Het begin
Ze hadden afgesproken op een terras. Buiten, in de laatste herfstzon. Na lange tijd. Gewoon. Om weer eens bij te praten. Zo’n afspraak die een beetje rommelt tussen zakelijk en privé in. Zoiets begint op het werk. Als collega’s. Je vindt elkaar aardig. Maar wel als collega’s. Ook een soort bescherming, een scheidslijn die je niet overtreedt. Die zij in ieder geval toen, toen ze nog collega’s waren, niet wilden overtreden. Getrouwd. Allebei. Gelukkig?
Daarvoor
Zij ging qua werk iets anders doen, hij uiteindelijk ook. Maar de aantrekkingskracht bleef. Hij kwam haar weer tegen op FB en stuurde haar een uitnodiging. Ze zag ‘m en dacht: Leuk, maar nu even niet. Er gingen 3 jaar voorbij. Haar relatie liep vast.

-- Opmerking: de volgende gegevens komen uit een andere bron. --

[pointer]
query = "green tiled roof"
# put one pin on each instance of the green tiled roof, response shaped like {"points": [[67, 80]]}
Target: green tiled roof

Iets wat ze al vanaf het begin had gevoeld en nu, na 8 jaar ook wist: hij gaf zich niet aan haar over. Nu niet. Nooit niet. Deelde zijn diepere gevoelens niet met haar. Gek eigenlijk, dacht ze nog, dat ik daar zo lang voor nodig had. Ze besloot te scheiden. Verkocht haar huis, ging kleiner wonen en probeerde meer spiritueel te gaan leven. Het alleen zijn viel haar de eerste maanden zwaar, maar voelde ook als een bevrijding.
Nu
Ja, ze was veranderd. Dat zag hij ook. Er was iets van rust over haar. Kwam dat door dat spirituele waar ze het net over had? Vroeg hij zich af. Hij was niet veel veranderd. Leek het. Nog steeds getrouwd. Een echte familieman. Een groot gezin met 3 kinderen. Waarin hij het middelpunt was. Dacht hij. Hij had geleerd hoe hij zijn innerlijke onrust kon verpakken in een zelf verzekerde buitenkant. Daar was hij ver mee gekomen. Alleen op de momenten dat hij echt alleen was, en die probeerde hij zoveel mogelijk te vermijden, voelde hij die onrust naar boven komen. Een allesoverheersende giftige mix van eenzaamheid, ongelukkigheid en zelfmedelijden. Op dat soort momenten keek hij vaak porno. De seksuele opwinding leidde hem af en de zelfbevrediging maakte hem rustig. Alsof het gif er uit moest. Letterlijk.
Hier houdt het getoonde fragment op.